After the death of his father in 1886, Cézanne inherited the family estate (the Jas de Bouffan, which features in many of his paintings), and lived mainly in Aix (he often visited Paris, but otherwise travelled little, only once going abroad in his whole life, to Switzerland in 1890). He was now free of financial worries for the first time in his career and able to concentrate entirely on his art; in the remaining twenty years of his life he did little else but paint—pursuing his ideals with extraordinary patience and self-discipline. He devoted himself principally to certain favourite themes—portraits of his wife, still-lifes, and above all the landscape of Provence, particularly the Mont Sainte-Victoire, which came to have something of the same emotional significance for him that Mount Fuji has for Japanese artists. His painstaking analysis of nature differed fundamentally from Monet's exercises in painting repeated views of subjects such as
Haystacks or
Poplars. Monet's ideal was to finish a landscape painting in only one session of work so that it captured the feeling of a particular moment, whereas Cézanne returned to the same place again and again to create a deeply pondered image that presented his accumulated vision of the subject; his pictures rarely give any obvious indication of the time of day or even the season represented. He worked slowly and intuitively, creating a sense of depth and solidity not through conventional draughtsmanship and perspective, but through extremely delicate variations of tone, and he distorted natural appearances—subtly tilting and stretching forms—to achieve the pictorial balance that was his central concern. In his final years he created works of luminous beauty and classical dignity that are a world away from the wild, impulsive pictures of his youth. The culminating paintings of his career include three large pictures of
Bathers (female nudes in a landscape setting) that are among his most majestic creations; one of them, in the Philadelphia Museum of Art, was perhaps entirely painted in 1906, the year of his death.
Cézanne had worked in comparative obscurity until he was given a one-man show in Paris by Ambroise
Vollard in 1895. It made little impact on the public but excited many younger artists, and because Cézanne himself was rarely seen he began to acquire a legendary reputation. By the end of the century he was revered as the ‘Sage’ by many of the avant-garde and in 1904 the
Salon d'Automne devoted a special exhibition to him. A memorial exhibition of his work at the same venue in 1907 was a major factor in the genesis of
Cubism, and his subsequent influence has been profound, varied, and enduring, earning him the title ‘the father of modern art’; the belief that the picture surface has an integrity of its own irrespective of what it represents—a characteristic of so much modern painting—stems directly from him. It is not only the quality of his work that has proved an inspiration, but also the example he set of complete devotion to art: Henri
Matisse bought a picture by Cézanne in 1899 and in 1936 wrote that ‘It has sustained me spiritually in the critical moments of my career as an artist; from it I have drawn my faith and perseverance.’

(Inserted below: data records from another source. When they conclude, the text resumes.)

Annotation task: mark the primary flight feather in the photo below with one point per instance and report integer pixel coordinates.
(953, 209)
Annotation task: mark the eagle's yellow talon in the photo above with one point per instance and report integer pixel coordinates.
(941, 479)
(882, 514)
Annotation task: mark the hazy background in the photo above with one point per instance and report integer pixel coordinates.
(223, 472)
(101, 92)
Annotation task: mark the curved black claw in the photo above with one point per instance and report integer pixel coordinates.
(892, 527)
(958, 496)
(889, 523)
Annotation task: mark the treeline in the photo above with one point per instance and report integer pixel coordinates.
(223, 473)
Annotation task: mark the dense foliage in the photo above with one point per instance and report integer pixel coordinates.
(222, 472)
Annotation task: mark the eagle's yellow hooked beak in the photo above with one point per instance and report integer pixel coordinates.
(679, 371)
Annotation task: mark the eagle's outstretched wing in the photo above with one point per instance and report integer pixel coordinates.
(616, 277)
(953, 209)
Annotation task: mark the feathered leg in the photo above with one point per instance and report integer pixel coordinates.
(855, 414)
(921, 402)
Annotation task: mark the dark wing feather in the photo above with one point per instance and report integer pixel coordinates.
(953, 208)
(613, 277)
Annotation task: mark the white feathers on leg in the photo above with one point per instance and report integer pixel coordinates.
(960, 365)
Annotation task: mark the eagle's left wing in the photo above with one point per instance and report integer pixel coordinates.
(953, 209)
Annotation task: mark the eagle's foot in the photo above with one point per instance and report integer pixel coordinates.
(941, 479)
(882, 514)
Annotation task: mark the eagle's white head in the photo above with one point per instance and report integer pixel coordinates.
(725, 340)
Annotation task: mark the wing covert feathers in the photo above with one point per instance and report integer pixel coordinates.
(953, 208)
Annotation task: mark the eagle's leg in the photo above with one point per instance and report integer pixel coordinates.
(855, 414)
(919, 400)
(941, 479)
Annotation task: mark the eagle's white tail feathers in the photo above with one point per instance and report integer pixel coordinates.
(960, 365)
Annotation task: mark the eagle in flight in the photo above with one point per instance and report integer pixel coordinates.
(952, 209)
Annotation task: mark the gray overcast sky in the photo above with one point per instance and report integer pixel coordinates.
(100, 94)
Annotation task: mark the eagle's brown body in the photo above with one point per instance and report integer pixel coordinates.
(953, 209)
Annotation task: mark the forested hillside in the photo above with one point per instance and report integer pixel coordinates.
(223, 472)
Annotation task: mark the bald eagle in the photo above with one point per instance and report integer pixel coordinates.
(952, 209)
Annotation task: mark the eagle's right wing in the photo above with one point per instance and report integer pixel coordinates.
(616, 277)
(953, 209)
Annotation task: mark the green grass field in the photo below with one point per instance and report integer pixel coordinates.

Cézanne often worked on pictures over a long period—he is said to have had over 100 sittings for a portrait of Ambroise Vollard (1899, Petit Palais, Paris) before abandoning it with the comment that he was not displeased with the shirt front. In spite of this laborious slowness, he left a substantial body of work (drawings and watercolours as well as oils). There are examples in many major museums, with particularly fine collections in, for example, the Courtauld Gallery, London, the Barnes Foundation, Merion, Pennsylvania, the Pushkin Museum, Moscow, the Metropolitan Museum, New York, the Musée d'Orsay, Paris, the Hermitage, St Petersburg, and the National Gallery, Washington. His studio in Aix is now a Cézanne museum, reconstructed as it was at the time of his death and displaying personal mementoes such as his hat and clay pipe.